Apprenticeship-Inspired Elegance: Synergistic Knowledge Distillation Empowers Spiking Neural Networks for Efficient Single-Eye Emotion Recognition
This work addresses emotion recognition for applications like human-computer interaction, but it is incremental as it builds on existing knowledge distillation and spiking neural network methods.
The paper tackles efficient single-eye emotion recognition by introducing a synergistic knowledge distillation scheme that enables a lightweight spiking neural network to learn from a multimodal teacher, achieving state-of-the-art accuracy and efficiency on datasets.

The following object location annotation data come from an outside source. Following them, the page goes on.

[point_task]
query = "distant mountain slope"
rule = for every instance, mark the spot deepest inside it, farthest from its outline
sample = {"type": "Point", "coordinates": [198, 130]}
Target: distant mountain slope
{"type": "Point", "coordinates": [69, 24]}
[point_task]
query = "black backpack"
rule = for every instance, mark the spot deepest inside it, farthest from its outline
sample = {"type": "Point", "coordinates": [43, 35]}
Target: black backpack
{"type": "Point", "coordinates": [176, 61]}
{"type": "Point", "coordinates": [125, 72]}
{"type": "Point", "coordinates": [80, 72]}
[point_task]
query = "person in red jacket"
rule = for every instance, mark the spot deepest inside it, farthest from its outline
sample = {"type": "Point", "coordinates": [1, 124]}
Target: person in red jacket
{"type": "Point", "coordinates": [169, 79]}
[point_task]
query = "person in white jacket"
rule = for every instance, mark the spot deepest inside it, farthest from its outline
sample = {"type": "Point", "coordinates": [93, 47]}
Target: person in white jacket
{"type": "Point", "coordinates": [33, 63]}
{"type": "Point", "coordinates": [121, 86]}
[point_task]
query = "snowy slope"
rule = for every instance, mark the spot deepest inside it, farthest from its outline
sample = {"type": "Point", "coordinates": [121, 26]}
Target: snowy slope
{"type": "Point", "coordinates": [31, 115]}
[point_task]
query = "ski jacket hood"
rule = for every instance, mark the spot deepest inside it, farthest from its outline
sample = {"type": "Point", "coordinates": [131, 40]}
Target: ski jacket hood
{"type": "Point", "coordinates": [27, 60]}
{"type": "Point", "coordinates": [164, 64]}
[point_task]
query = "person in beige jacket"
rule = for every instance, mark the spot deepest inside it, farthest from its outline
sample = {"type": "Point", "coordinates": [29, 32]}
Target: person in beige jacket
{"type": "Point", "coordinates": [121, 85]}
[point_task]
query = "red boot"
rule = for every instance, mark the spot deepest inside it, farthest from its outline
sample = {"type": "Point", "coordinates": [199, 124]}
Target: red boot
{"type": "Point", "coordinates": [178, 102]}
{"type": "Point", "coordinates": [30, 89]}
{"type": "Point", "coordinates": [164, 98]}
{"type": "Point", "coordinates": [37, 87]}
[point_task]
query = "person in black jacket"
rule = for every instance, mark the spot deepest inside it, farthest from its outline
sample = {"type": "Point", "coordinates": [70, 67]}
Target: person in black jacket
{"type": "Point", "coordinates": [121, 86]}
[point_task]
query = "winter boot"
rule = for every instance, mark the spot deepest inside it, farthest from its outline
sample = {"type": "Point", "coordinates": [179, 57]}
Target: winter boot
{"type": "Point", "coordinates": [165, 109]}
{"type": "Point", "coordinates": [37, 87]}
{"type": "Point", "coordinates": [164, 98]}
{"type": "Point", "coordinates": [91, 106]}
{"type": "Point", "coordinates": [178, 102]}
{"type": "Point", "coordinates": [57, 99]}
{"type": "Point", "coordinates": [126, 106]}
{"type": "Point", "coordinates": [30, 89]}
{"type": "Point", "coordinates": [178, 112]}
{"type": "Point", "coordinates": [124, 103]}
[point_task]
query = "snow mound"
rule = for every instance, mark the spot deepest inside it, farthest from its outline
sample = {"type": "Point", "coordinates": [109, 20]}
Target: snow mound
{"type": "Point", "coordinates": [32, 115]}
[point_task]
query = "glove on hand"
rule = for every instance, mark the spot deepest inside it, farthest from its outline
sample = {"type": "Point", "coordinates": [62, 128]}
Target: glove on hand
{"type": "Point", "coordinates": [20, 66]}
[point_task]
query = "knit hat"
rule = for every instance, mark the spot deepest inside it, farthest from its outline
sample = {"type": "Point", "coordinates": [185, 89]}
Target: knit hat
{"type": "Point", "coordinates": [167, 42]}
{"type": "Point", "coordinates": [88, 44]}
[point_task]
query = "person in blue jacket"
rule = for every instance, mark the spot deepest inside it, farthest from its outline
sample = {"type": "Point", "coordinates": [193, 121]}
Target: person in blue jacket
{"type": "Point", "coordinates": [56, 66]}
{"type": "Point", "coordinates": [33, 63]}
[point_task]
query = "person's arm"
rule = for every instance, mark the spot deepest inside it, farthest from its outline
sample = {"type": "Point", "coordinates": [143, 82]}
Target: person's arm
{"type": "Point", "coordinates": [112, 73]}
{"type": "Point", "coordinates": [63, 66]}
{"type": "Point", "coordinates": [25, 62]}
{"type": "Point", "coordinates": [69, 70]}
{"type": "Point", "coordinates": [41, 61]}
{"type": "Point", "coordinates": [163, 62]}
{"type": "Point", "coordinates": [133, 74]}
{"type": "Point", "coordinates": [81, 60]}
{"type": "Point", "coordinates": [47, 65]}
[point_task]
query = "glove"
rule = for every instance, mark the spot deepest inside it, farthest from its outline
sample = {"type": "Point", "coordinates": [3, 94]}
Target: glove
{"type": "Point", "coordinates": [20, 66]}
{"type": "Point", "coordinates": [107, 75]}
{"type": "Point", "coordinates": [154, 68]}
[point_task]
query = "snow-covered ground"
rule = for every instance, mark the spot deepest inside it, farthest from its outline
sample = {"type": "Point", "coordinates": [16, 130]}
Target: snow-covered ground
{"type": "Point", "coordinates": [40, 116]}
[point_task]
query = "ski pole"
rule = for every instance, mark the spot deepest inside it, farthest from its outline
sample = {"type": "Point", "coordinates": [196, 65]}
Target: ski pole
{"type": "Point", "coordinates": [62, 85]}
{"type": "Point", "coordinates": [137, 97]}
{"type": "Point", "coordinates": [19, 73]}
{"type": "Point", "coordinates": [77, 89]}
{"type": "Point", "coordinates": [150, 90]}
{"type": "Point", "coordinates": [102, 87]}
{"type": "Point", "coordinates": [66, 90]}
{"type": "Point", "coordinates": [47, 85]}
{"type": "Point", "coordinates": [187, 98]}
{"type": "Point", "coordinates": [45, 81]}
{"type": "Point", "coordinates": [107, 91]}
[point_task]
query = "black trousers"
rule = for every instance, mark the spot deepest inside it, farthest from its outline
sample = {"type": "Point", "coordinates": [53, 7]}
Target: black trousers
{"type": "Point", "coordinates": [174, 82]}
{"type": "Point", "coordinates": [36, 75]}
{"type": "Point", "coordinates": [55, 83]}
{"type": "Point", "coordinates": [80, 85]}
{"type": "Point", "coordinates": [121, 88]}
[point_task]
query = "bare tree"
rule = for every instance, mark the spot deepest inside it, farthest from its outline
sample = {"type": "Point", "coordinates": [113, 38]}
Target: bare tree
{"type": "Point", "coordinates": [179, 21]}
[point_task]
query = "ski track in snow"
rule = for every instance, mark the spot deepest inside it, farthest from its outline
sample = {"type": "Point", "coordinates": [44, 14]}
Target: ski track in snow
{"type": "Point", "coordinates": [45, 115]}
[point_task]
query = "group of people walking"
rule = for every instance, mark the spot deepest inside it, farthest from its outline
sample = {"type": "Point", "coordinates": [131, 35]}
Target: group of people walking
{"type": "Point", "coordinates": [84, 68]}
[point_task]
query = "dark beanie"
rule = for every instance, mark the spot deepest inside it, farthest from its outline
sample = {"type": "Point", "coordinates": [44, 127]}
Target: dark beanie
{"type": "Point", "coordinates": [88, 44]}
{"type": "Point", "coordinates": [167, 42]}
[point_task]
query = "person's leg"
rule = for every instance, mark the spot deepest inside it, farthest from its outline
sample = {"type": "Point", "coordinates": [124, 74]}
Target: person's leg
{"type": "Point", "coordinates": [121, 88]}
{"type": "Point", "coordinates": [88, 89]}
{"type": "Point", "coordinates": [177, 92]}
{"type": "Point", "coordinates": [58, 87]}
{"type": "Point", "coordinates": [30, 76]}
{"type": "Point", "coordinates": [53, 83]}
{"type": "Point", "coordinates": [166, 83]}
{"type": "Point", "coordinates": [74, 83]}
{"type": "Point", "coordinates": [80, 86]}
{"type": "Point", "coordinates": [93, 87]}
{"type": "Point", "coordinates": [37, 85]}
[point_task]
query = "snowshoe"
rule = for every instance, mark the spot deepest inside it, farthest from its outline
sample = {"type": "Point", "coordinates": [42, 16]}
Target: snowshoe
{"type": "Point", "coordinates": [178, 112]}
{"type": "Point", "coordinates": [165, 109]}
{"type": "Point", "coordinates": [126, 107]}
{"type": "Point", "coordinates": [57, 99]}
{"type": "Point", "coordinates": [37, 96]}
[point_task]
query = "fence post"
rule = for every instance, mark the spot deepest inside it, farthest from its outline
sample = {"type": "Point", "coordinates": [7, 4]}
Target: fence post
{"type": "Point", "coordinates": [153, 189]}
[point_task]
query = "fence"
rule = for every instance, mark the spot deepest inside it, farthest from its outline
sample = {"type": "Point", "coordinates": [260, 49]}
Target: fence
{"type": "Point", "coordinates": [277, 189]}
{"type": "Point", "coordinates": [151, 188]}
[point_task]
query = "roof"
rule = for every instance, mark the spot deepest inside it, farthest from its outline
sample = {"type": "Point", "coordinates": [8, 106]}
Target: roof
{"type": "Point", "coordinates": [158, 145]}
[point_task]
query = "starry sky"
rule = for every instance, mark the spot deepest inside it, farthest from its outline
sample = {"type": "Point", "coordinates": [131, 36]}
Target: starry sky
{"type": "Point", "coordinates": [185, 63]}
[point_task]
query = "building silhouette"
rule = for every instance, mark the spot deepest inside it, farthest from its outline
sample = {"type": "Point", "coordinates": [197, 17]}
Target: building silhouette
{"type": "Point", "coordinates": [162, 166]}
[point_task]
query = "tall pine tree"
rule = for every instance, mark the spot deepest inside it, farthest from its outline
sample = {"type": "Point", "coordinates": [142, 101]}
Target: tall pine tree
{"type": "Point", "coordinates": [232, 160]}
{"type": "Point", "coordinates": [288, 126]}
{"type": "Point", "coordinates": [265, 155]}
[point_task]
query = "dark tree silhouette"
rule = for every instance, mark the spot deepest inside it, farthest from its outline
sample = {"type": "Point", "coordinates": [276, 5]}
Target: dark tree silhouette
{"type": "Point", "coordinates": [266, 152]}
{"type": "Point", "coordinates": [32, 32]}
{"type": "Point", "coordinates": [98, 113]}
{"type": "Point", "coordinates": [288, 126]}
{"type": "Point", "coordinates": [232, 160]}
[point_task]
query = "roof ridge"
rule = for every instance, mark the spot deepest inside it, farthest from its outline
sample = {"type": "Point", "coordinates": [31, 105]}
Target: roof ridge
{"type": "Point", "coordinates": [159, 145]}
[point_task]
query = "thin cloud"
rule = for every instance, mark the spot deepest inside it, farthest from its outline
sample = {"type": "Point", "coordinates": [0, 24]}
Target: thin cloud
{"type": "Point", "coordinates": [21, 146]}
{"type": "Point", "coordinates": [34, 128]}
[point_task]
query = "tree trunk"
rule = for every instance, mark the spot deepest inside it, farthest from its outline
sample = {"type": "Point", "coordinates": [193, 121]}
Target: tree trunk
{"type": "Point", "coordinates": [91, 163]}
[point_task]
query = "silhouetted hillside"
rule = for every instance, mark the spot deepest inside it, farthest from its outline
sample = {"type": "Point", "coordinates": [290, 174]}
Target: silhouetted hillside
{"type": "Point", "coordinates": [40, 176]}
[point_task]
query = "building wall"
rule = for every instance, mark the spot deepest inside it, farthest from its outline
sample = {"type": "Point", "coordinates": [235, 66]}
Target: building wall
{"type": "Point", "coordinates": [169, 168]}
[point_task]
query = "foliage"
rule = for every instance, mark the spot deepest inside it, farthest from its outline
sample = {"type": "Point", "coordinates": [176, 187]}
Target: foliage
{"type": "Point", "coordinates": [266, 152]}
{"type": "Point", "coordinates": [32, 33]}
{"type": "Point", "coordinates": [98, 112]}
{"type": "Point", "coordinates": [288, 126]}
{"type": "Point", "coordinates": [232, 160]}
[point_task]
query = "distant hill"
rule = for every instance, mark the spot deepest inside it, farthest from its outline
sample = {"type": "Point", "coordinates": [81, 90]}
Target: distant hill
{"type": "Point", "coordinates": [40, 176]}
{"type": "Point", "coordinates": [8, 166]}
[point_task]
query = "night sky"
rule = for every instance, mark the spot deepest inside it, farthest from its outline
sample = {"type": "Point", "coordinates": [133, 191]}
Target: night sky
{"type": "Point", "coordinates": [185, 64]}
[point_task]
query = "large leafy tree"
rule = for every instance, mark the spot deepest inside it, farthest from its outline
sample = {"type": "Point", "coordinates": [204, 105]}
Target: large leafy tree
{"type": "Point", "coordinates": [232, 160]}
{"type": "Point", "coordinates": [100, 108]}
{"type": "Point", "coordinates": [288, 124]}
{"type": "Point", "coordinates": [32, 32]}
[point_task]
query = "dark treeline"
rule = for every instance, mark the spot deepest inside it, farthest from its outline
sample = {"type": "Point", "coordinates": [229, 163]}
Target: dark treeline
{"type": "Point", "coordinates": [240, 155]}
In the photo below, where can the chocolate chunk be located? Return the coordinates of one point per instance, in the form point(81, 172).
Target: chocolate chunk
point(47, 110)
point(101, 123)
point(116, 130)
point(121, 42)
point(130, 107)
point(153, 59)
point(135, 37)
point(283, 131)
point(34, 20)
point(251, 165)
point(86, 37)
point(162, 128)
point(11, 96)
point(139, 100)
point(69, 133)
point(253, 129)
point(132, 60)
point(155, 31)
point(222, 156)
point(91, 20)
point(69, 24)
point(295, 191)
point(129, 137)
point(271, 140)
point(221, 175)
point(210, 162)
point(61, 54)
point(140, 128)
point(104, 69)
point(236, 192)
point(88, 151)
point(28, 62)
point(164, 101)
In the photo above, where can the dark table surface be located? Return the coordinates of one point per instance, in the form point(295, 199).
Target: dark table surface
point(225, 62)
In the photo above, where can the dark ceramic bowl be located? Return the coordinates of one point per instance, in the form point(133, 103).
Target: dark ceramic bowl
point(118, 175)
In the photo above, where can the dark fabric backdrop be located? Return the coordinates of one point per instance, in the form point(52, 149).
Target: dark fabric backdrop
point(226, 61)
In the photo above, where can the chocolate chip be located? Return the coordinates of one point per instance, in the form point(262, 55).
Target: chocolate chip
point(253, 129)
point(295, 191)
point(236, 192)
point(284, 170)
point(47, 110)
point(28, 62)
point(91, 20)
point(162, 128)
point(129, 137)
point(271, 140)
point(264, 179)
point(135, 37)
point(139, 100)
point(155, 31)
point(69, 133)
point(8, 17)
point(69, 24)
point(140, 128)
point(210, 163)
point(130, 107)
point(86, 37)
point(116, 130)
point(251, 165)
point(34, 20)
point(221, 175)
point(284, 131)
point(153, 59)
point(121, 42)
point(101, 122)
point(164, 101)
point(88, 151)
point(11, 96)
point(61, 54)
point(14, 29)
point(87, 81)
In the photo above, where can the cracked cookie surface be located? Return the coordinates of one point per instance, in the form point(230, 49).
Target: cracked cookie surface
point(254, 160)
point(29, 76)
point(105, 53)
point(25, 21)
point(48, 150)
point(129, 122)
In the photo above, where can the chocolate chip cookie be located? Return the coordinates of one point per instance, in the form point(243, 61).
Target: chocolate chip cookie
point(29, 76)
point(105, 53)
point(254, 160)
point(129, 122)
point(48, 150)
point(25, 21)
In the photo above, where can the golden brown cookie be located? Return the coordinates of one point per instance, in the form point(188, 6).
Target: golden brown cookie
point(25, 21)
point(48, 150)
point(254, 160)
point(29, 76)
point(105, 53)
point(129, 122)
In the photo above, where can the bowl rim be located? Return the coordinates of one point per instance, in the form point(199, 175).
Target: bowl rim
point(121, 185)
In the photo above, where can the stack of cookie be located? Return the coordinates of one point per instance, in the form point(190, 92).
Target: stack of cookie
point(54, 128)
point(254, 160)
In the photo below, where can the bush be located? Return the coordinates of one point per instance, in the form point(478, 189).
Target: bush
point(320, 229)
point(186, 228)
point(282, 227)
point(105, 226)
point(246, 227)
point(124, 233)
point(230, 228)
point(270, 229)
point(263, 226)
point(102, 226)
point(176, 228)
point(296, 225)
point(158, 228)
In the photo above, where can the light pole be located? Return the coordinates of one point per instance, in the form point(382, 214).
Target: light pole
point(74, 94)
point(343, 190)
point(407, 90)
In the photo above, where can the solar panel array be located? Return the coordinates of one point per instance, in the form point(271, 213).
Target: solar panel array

We introduce a novel multimodality synergistic knowledge distillation scheme tailored for efficient single-eye motion recognition tasks. This method allows a lightweight, unimodal student spiking neural network (SNN) to extract rich knowledge from an event-frame multimodal teacher network. The core strength of this approach is its ability to utilize the ample, coarser temporal cues found in conventional frames for effective emotion recognition. Consequently, our method adeptly interprets both temporal and spatial information from the conventional frame domain, eliminating the need for specialized sensing devices, e.g., event-based camera. The effectiveness of our approach is thoroughly demonstrated using both existing and our compiled single-eye emotion recognition datasets, achieving unparalleled performance in accuracy and efficiency over existing state-of-the-art methods.